I’ve been pondering the Facebook Likes payout for several days now. It always amazes me that people use Facebook, or any form of social media, but then complain about their lack of privacy or control over what they do on those mediums. Let’s face it, most people do not read Contract Terms when they sign up for these platforms and many people never bother to check their privacy settings to see if they coincide with what they want. I am often surprised to find clients have their profiles completely open to the public and weren’t even aware of it. That being said, we are using social media platforms everyday and still using Facebook more than any other social media networking site. According to DMR we are spending an average of 8.3 hours per month on Facebook and 76% of Facebook users log in everyday. We seem to find value in the time we spend on Facebook. What exactly are we doing on Facebook during those 8.3 hours per month (and remember that’s just an average – many people, including myself spend much more than that per month). One of the most common things we do is Like something on Facebook. DMR states that:
- There have been 1.3 Trillion Facebook Likes since its launch
- Average number of daily Facebook Likes is 4.5 billion
Obviously, we are addicted to Liking things on Facebook. If you’re like me, you often click Like on business pages, authors’ pages, musicians’ pages, organization pages, etc.. Facebook decided that using those Likes to help others purchase products or services would be a great idea and help businesses that were advertising on Facebook. We all saw the Sponsored Story ads where someone we know was endorsing a product or service in the advertisement. Of course, who knows why your friend actually Liked the particular page for a product or service. Maybe they know someone who works at the company. Maybe they received a Like request and went ahead and did it even if they never used the product or service. In any case, Facebook might use that to lure you to try the product or service because your friend did. Good thinking since we absolutely trust recommendations from people we know. Problem was, people never gave Facebook permission to use their name or likeness in those advertisements. Hence, the class action lawsuit brought against Facebook and just recently settled for $20 million.
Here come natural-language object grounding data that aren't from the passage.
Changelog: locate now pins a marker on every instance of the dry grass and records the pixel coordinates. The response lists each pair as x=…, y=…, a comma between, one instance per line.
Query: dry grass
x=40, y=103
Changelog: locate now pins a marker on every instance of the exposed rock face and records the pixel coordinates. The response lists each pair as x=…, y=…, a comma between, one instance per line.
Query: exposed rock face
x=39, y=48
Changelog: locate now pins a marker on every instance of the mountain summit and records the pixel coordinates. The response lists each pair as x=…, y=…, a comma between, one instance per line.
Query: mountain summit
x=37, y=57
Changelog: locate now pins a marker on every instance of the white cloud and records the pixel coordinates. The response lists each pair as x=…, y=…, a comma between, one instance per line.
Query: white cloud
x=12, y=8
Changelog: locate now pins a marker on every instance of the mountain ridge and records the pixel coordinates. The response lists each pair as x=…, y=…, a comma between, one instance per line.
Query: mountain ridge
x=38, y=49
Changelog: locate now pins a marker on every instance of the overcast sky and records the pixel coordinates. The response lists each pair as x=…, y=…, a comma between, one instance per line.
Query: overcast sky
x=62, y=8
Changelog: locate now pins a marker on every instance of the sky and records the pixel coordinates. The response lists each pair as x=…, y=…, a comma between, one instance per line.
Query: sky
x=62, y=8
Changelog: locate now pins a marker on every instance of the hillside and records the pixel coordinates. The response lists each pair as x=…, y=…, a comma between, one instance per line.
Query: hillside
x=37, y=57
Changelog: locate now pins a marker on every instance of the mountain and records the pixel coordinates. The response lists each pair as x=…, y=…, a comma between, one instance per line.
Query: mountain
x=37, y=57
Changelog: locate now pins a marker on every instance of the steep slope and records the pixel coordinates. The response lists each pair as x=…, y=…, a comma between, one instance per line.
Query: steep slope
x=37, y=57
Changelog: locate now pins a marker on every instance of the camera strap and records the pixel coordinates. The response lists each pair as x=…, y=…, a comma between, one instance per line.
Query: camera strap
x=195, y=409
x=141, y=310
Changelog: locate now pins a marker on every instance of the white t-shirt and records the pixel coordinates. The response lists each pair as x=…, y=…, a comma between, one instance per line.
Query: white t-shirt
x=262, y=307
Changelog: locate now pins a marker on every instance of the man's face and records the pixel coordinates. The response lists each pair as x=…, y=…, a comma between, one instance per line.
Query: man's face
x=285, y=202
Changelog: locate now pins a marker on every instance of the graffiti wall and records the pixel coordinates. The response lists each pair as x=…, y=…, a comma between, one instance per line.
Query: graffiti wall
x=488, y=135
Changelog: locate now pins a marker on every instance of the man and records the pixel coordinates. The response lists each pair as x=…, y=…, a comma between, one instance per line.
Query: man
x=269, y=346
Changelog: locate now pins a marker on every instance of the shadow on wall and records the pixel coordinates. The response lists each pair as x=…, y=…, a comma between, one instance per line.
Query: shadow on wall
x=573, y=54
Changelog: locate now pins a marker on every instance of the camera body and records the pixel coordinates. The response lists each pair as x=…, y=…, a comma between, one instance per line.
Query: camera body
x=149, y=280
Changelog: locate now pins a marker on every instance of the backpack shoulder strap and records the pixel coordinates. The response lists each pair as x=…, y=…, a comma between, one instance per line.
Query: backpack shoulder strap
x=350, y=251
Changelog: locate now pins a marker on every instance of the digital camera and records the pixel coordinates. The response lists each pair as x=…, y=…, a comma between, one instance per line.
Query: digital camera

Here’s the part that bothers me…Facebook pages are public and we Like them all the time. It doesn’t really matter why we Like the business, product, service, organization, etc., we just do. We are making a public statement about a personal preference on a platform that is not our private communication vehicle. We do not own Facebook (okay, maybe you bought some stock) nor do we have control of what we deem to be public information such as clicking Like. I will be the first to admit that those Sponsored Story ads were a bit annoying but I do not understand how anyone could assume that they didn’t give Facebook a thumbs up to use their “Like” when clearly they themselves publicly acknowledged Liking the page. Even if we can stretch things a bit and say that it is still not right to use someone’s name or likeness to advertise something without their express permission, what harm could possibly have come to people because of these Sponsored Stories? Understandably some of those who Liked pages were minors. Facebook’s minimum age is 13 and we know that children under 13 have Facebook profiles. I’ll submit that Facebook should not have used minors to enhance ads. Here again, remember that those Sponsored Story ads showed up on your News Feed because you were “friends” on Facebook with that person. You have publicly Liked a page and now Facebook is going to let your “friends” know that. Is there really any financial harm in that for you?
Facebook has done away with the original form of Sponsored Stories and they will pay the $20 because of the lawsuit. Maybe each claimant will receive $10 or certain organizations may receive the funds. This $20 million is pittance compared to the billions that were sought in the case. I am glad that U.S. District Judge, Richard Seeborg significantly lowered the settlement amount based on the fact that actual harm would be extremely difficult to prove by those who brought the class action lawsuit.